A fines de noviembre la gripe se extendía por todo el país y carentes de recursos las juntas de socorro en todas las ciudades pedían donaciones al dictador, pero los índices de morbilidad y mortalidad fueron bajando donde comenzó. El 29 de Noviembre, casi dos meses después del inicio de la pandemia, fue declarada extinguida en el puerto de La Guaira, primer foco de infección, a fines de mes la situación estaba casi normal en Caracas y para fin de año permitieron el cine, la zarzuela, los toros y las reuniones públicas, se normalizaron tranvías y trenes y los esbirros volvieron a sacar a los presos a construir carreteras.
La epidemia se extinguía lenta en los pueblos y ciudades del país hasta inicios de 1919, aunque en los pueblos alejados de las ciudades el proceso ocurrió más tarde y los últimos casos registrados fueron en Mucuchíes, en febrero.

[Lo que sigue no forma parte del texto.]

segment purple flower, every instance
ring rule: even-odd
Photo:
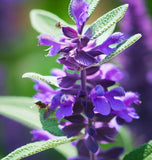
[[[68,158],[68,160],[89,160],[90,153],[86,148],[84,140],[80,140],[76,144],[78,150],[78,156],[73,158]],[[122,147],[113,147],[108,150],[99,149],[97,153],[94,154],[96,160],[120,160],[119,156],[124,152]]]
[[[135,112],[135,109],[131,105],[139,104],[139,94],[134,92],[126,92],[125,96],[120,97],[123,103],[126,105],[126,108],[121,111],[113,111],[118,117],[125,120],[126,122],[131,122],[132,119],[139,119],[138,114]]]
[[[85,0],[72,0],[70,10],[75,19],[78,33],[82,33],[83,26],[88,20],[89,5]]]
[[[55,109],[59,107],[56,110],[56,117],[58,120],[62,119],[65,116],[71,116],[72,115],[72,107],[74,104],[74,97],[71,95],[63,94],[63,93],[57,93],[51,101],[51,109]]]
[[[102,151],[99,143],[114,142],[120,121],[131,122],[132,118],[138,118],[132,104],[139,103],[139,95],[115,86],[123,78],[123,73],[116,66],[104,64],[92,67],[103,56],[115,51],[126,36],[116,32],[98,44],[97,39],[91,39],[89,31],[82,34],[89,18],[88,10],[87,1],[72,0],[70,15],[76,22],[77,30],[61,26],[64,37],[61,35],[58,42],[50,35],[38,37],[39,45],[51,47],[48,56],[60,54],[58,62],[64,66],[63,70],[52,71],[60,88],[53,90],[46,83],[37,81],[34,88],[38,93],[35,97],[55,112],[60,128],[68,138],[84,134],[76,144],[79,155],[74,160],[88,159],[89,152],[97,160],[118,160],[122,148]],[[80,71],[80,74],[76,71]],[[114,125],[113,121],[117,123]],[[41,139],[39,132],[35,136]]]

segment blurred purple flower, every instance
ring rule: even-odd
[[[129,3],[125,18],[120,22],[120,28],[126,35],[142,33],[138,43],[129,48],[126,54],[120,55],[121,62],[127,72],[128,78],[122,83],[127,90],[136,90],[141,93],[141,107],[138,112],[141,115],[140,121],[131,125],[137,135],[145,135],[144,141],[151,139],[151,113],[152,113],[152,21],[144,0],[121,0]],[[134,127],[136,126],[136,127]]]

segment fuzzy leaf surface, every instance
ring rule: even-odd
[[[28,73],[24,73],[22,78],[31,78],[35,80],[41,80],[53,86],[59,87],[57,83],[57,77],[55,76],[42,76],[38,73],[28,72]]]
[[[90,39],[95,39],[106,32],[111,26],[121,20],[128,8],[128,4],[113,9],[98,18],[86,31],[85,35]]]
[[[73,0],[71,0],[70,5],[69,5],[69,16],[72,18],[72,20],[74,20],[74,17],[72,15],[71,12],[71,3]],[[93,11],[95,10],[96,6],[98,5],[100,0],[86,0],[87,4],[89,4],[89,17],[91,16],[91,14],[93,13]]]
[[[141,38],[141,34],[135,34],[132,37],[128,38],[124,42],[122,42],[112,53],[110,53],[108,56],[106,56],[101,62],[98,64],[95,64],[94,66],[101,65],[103,63],[106,63],[110,61],[113,57],[117,56],[119,53],[130,47],[132,44],[134,44],[136,41],[138,41]]]
[[[141,145],[128,153],[123,160],[151,160],[152,159],[152,141]]]
[[[30,20],[32,27],[36,31],[42,34],[49,34],[57,40],[61,38],[62,29],[57,27],[56,24],[61,22],[61,24],[67,26],[67,23],[58,16],[41,9],[33,9],[30,12]]]
[[[44,109],[40,109],[40,121],[42,124],[42,128],[51,134],[54,134],[56,136],[64,136],[65,134],[59,129],[58,122],[56,117],[50,116],[47,119],[43,118]]]
[[[29,97],[0,97],[0,114],[31,128],[42,128],[34,99]]]
[[[61,144],[70,143],[79,138],[81,138],[81,136],[71,137],[69,139],[66,137],[59,137],[53,140],[29,143],[11,152],[6,157],[2,158],[2,160],[20,160],[22,158],[59,146]]]

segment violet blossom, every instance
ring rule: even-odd
[[[138,112],[141,120],[131,124],[132,131],[137,135],[145,135],[144,141],[151,139],[151,93],[152,77],[152,21],[144,0],[132,1],[121,0],[128,3],[129,8],[124,19],[120,23],[120,29],[127,35],[137,32],[142,33],[143,38],[133,47],[120,56],[120,62],[126,70],[127,77],[122,81],[127,90],[134,90],[141,93],[141,107]],[[143,93],[143,94],[142,94]],[[135,127],[136,126],[136,127]],[[140,142],[141,143],[141,142]]]
[[[64,67],[63,70],[52,71],[59,88],[53,90],[46,82],[37,80],[34,88],[38,93],[34,97],[56,115],[61,130],[68,138],[84,134],[77,143],[83,143],[84,150],[90,152],[94,158],[116,160],[123,149],[102,151],[98,143],[114,142],[120,121],[131,122],[133,118],[139,118],[132,106],[139,103],[139,95],[115,86],[123,78],[123,73],[116,66],[92,66],[102,59],[101,56],[116,50],[126,40],[126,36],[116,32],[102,44],[97,44],[96,40],[90,38],[90,30],[83,33],[89,19],[88,10],[89,4],[85,0],[72,0],[70,14],[76,22],[77,30],[61,25],[64,37],[61,35],[59,41],[47,34],[38,36],[39,45],[50,47],[48,56],[60,54],[57,61]],[[41,133],[33,131],[34,139],[49,138],[39,134]],[[79,145],[77,148],[79,151]],[[88,155],[80,154],[74,158],[76,159],[86,160]]]

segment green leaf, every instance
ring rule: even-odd
[[[140,38],[141,38],[141,34],[135,34],[134,36],[128,38],[127,40],[125,40],[124,42],[122,42],[116,48],[116,50],[114,50],[112,53],[110,53],[108,56],[106,56],[101,62],[99,62],[98,64],[95,64],[93,66],[98,66],[98,65],[101,65],[103,63],[106,63],[106,62],[110,61],[113,57],[115,57],[116,55],[118,55],[119,53],[121,53],[122,51],[124,51],[126,48],[130,47],[132,44],[134,44]]]
[[[134,147],[133,138],[127,127],[121,127],[119,129],[119,134],[115,139],[116,139],[116,142],[114,143],[100,144],[101,149],[106,150],[111,147],[121,146],[125,148],[125,153],[128,153]]]
[[[70,4],[69,4],[69,16],[72,18],[73,21],[75,21],[73,15],[72,15],[72,12],[71,12],[72,1],[73,0],[71,0]],[[99,1],[100,0],[86,0],[87,4],[89,4],[89,10],[88,10],[89,17],[91,16],[93,11],[95,10],[95,8],[98,5]]]
[[[36,31],[43,34],[49,34],[57,40],[61,38],[62,29],[57,27],[56,24],[61,22],[63,25],[68,25],[53,13],[40,9],[34,9],[30,12],[30,20]]]
[[[123,158],[123,160],[151,160],[151,159],[152,159],[152,141],[134,149]]]
[[[100,0],[86,0],[86,2],[90,5],[88,14],[89,16],[93,13],[93,11],[96,9],[96,6],[98,5]]]
[[[82,136],[77,136],[77,137],[71,137],[69,139],[66,137],[60,137],[54,140],[29,143],[11,152],[2,160],[20,160],[22,158],[45,151],[47,149],[56,147],[58,145],[70,143],[72,141],[80,139],[81,137]]]
[[[86,31],[85,35],[88,38],[95,39],[106,32],[111,26],[116,24],[124,16],[128,4],[122,5],[113,9],[98,18]]]
[[[51,85],[54,85],[56,87],[59,87],[57,83],[57,77],[55,76],[42,76],[38,73],[28,72],[28,73],[24,73],[22,78],[31,78],[35,80],[41,80]]]
[[[33,98],[28,97],[0,97],[0,114],[20,122],[31,128],[42,128],[39,113]]]
[[[40,121],[44,130],[49,131],[51,134],[56,136],[64,136],[65,134],[59,129],[56,117],[49,117],[44,120],[43,114],[44,109],[40,109]]]
[[[114,32],[116,25],[111,26],[106,32],[96,39],[96,46],[101,45]]]

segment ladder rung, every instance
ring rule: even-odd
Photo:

Según Medina Canelón, “ochenta mil venezolanos murieron en el lapso de unos tres meses, muchas más víctimas de su debilidad, falta de alimentación e higiene y pobreza en general, que potenció los estragos de la influenza”, entre quienes se cuenta al hijo del tirano, coronel Alí Gómez y otras personalidades de su entorno político, como el entonces coronel Eleazar López Contreras, quien en 1935 sería el trigésimo segundo presidente de Venezuela, desde el 17 de diciembre de 1935 hasta el 5 de mayo de 1941.